Eine Mobilfunkstudie zur LTE-Netzabdeckung in Deutschland erhitzte zum Jahresende die Gemüter.  Die Telekom wirft der Grünen Bundesfraktion „Scheinheiligkeit“ vor und zweifelt das Testergebnis an. Auch Vodafone hält die Studie für eine Fehlinterpretation.

Telekom nennt Kritik am LTE-Netz als scheinheilig

Laut der P3 Mobilfunkstudie, im Auftrag der Grünen Bundesfraktion“, sind die deutschen Handynetze schlechter ausgebaut als in Albanien. Demnach landet Deutschland in Europa in Sachen LTE-Netzausbau auf dem letzten Platz. Daraufhin gab es vor allem von den Grünen heftige Kritik an der Mobilfunkversorgung in Deutschland.

Vor allem der Telekom, mit dem besten deutschen Handynetz, stößt die Mobilfunkstudie sauer auf. So nennt Telekom-Sprecher Markus Jodl auf Twitter die Kritik als scheinheilig. „Dafür ist das Wort ’scheinheilig‘ erfunden worden. Die Grünen haben sich in einem Gemeinderat noch nie für einen Mobilfunk-Standort eingesetzt. Da kommt immer ein ‚Nein'“, twitterte Jodl. Laut der Telekom verhindern z.B. viele Gemeinden die Schließung von Funklöchern durch neue Mobilfunkmasten.

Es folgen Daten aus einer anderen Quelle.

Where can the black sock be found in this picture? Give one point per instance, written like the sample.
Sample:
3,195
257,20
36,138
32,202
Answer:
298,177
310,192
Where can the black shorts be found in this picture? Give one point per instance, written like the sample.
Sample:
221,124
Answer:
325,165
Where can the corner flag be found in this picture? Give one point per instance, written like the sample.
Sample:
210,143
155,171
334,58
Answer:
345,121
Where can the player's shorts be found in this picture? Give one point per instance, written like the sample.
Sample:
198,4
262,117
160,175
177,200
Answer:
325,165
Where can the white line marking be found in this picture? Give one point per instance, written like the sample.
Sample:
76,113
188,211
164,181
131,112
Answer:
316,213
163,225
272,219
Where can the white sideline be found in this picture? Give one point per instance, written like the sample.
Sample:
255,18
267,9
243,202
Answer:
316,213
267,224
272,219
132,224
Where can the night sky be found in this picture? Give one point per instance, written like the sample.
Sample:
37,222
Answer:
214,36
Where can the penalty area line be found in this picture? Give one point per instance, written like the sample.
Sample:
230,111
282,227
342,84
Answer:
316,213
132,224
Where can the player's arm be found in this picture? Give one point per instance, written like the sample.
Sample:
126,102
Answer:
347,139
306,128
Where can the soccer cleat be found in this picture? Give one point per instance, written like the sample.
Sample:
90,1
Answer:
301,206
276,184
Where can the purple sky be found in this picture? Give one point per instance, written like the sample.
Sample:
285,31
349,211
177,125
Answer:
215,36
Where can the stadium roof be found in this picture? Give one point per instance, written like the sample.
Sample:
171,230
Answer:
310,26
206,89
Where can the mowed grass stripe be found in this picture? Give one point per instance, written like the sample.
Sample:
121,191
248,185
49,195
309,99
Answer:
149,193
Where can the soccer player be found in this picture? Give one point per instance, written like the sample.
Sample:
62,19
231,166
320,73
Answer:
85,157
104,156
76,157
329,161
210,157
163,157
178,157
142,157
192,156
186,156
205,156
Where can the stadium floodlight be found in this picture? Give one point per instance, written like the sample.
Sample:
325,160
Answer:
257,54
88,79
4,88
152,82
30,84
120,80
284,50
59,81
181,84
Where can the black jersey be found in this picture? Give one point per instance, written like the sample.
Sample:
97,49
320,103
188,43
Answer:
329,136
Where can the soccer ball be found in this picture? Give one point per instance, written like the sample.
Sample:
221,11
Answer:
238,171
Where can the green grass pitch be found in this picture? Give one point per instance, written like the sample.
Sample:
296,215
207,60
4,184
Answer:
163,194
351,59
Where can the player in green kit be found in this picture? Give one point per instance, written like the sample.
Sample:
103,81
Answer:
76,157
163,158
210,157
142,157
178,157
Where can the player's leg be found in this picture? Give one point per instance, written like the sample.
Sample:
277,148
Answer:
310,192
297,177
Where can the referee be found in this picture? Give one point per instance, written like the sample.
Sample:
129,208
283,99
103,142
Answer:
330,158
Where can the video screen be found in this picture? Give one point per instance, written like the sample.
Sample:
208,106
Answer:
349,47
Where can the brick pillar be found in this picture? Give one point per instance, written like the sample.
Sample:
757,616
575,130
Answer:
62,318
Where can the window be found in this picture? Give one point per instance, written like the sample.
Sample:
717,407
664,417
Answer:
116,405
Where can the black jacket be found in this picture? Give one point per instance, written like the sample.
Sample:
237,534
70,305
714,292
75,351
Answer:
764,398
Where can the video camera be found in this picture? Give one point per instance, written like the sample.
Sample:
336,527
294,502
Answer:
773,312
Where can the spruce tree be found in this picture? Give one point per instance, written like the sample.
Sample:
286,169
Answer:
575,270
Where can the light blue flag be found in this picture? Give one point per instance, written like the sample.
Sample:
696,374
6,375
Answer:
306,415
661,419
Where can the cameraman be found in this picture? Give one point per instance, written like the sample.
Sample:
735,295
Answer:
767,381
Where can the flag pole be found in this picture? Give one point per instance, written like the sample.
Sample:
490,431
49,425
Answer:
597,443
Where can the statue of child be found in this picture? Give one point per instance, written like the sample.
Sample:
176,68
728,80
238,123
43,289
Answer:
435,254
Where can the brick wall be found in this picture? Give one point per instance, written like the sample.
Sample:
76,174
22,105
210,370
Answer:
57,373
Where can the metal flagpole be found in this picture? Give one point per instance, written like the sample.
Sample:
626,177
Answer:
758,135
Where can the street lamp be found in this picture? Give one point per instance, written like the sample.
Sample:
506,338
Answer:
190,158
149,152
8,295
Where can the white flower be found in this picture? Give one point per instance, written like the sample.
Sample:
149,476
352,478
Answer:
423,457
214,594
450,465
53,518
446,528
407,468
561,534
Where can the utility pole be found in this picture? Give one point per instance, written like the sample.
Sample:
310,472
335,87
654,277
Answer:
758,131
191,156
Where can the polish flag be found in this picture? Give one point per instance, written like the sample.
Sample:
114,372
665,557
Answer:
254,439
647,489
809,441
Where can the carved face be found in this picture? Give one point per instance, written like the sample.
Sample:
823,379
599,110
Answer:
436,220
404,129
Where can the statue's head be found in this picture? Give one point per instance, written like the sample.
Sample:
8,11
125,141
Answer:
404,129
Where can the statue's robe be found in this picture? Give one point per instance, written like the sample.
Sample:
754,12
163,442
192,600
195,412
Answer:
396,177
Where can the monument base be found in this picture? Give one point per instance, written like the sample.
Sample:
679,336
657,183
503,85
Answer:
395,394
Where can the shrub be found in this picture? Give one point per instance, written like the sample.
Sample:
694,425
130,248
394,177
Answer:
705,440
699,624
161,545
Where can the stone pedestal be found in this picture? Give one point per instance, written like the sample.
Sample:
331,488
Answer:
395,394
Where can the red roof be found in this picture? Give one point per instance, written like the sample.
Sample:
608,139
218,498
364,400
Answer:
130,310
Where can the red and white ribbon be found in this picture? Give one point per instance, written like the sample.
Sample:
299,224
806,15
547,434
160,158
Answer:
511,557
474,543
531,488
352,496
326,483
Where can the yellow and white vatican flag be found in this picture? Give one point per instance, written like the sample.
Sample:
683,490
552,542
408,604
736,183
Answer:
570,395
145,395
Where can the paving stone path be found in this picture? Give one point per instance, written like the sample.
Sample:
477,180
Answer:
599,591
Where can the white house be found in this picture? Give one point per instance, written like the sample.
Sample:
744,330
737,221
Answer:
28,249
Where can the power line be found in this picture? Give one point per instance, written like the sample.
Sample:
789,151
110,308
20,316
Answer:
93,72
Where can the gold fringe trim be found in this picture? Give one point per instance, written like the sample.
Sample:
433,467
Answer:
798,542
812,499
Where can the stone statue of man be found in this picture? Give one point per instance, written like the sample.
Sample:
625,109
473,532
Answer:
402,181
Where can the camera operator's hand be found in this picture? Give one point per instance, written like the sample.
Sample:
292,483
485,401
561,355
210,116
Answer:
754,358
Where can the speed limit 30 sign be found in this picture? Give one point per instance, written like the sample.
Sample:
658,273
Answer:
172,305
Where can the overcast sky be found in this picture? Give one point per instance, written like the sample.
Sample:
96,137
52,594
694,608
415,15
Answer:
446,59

Telekom und Vodafone zweifeln Studie an

Zudem hat die Telekom selbst Zweifel an den Ergebnissen der Studie, berichtet der Stern. Die Telekom beruft sich demnach auf die geringe Anzahl von Testgeräten sowie auf die Tatsache, dass viele Kunden im Telekom-Netz von Mobilfunkdiscountern kein LTE nutzen können. Dadurch wäre die durchschnittliche Bandbreite bei vielen Telekom-Kunden nicht so hoch wie in anderen Ländern. Der Netzbetreiber Vodafone glaubt dagegen, dass es sich beim Ergebnis um eine Fehlinterpretation handle. Am schlechten Ergebnis seien demnach nicht das Vodafone-Netz, sondern die Tatsache, dass viele Kunden keinen LTE-Tarif nutzen schuld. Telefonica möchte das Ergebnis lediglich im „Detail prüfen“.

Allerdings hat P3 diese Kritikpunkte in der Studie berücksichtigt. Denn beim sammeln der Daten wurde nicht nur die Empfang, sondern auch die Qualität der Verbindung, laut P3-Geschäftsführer Hakan Ekmen beachtet. So wurde berücksichtigt, wenn ein Handynutzer einen Tarif ohne LTE nutzte und nur 3G Empfang möglich war. Zudem wurden die Daten von Kunden nicht eingerechnet, bei denen eine Drosselung aufgrund des aufgebrauchten Datenvolumens griff. Für die Vergleichbarkeit der Testergebnisse war daher LTE grundsätzlich nutzbar.

Angst vor National Roaming

Bei den Netzbetreibern geht vor der 5G Frequenzauktion die Angst um. Obwohl die Bundesnetzagentur bei den finalen Vergaberegeln die Mobilfunkanbieter nicht zum National Roaming verpflichtet, haben o2 und Vodafone gegen die Regeln der Frequenzvergabe geklagt. Denn die Bundesregierung kann das Telekommunikationsgesetz noch vor der 5G Versteigerung ändern und die Netzbetreiber so zu einem National Roaming verpflichten. Zudem fürchten die Mobilfunkanbieter neuer Konkurrenten, die sich ein nationales Roaming zunutze machen könnten.

Allerdings kommt es vor allem auf die Ausgestaltung des National Roamings an. Sicherlich kann es beim richtigen Ansatz nicht nur Verlierer bei den Netzbetreibern geben, sondern auch eine Win-Win-Situation für allle geben.